Daniel Katz, born in 1938 in Helsinki, is a prolific author, whose books have been translated in many languages, but not English. His 2009 story collection, “The Love of the Berber Lion,” was published on March 9th by France’s Gaïa Editions, in French as “L’amour du lion berbère.” Its offbeat sensibility follows in the tradition of his previous books, such as 1969’s “When Grandpa Skied to Finland”, an autobiographical novel in which his grandfather Benno goes through the First World War unscathed but then is injured when a mohel’s knife slips during his grandson’s bris.
“The Love of the Berber Lion” contains stories such as “The Weight of Words,” playing with the story of the 18th century Lithuanian rabbi Aryeh Leib ben Asher Gunzberg, known as the Shaagas Aryeh, who reportedly died after a bookcase fell on him, a legend which sparked the equally undocumented tale of French Jewish composer Charles-Valentin Alkan, also said by some sources to have died when a bookshelf containing the Talmud collapsed on him.

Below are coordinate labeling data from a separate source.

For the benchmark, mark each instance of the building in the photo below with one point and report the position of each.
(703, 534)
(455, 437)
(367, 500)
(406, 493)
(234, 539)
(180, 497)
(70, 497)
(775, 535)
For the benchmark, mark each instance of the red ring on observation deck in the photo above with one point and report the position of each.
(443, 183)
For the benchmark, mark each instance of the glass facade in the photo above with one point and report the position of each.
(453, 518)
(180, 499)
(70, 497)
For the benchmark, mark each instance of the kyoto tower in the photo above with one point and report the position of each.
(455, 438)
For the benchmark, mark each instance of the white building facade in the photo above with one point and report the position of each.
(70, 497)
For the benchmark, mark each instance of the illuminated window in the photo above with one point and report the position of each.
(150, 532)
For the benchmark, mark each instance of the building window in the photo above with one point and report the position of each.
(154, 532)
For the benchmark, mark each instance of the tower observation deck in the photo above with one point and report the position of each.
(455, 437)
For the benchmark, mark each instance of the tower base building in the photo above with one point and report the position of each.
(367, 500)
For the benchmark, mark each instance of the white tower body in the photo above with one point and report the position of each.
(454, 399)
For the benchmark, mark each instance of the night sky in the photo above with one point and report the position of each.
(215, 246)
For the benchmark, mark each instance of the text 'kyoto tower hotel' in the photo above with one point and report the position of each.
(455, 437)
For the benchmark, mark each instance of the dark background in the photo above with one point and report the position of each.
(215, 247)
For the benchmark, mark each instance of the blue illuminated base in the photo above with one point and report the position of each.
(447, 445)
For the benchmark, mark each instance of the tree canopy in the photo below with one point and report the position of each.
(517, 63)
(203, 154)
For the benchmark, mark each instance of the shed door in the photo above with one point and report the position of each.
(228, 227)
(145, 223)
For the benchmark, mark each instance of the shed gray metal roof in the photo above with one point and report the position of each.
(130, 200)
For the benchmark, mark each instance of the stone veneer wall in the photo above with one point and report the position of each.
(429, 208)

In “The Weight of Words,” Katz’s non-Jewish protagonist, Doctor Traugott Chałupiec, collects books of Judaica which suddenly appear on the market, priced cheap, in 1938 Cracow, until a bookcase falls on him with disastrous results. In 1939, after Germany invades Poland, the now-inarticulate Chałupiec is mistakenly arrested by the Nazis as a Jew and disappears into a concentration camp.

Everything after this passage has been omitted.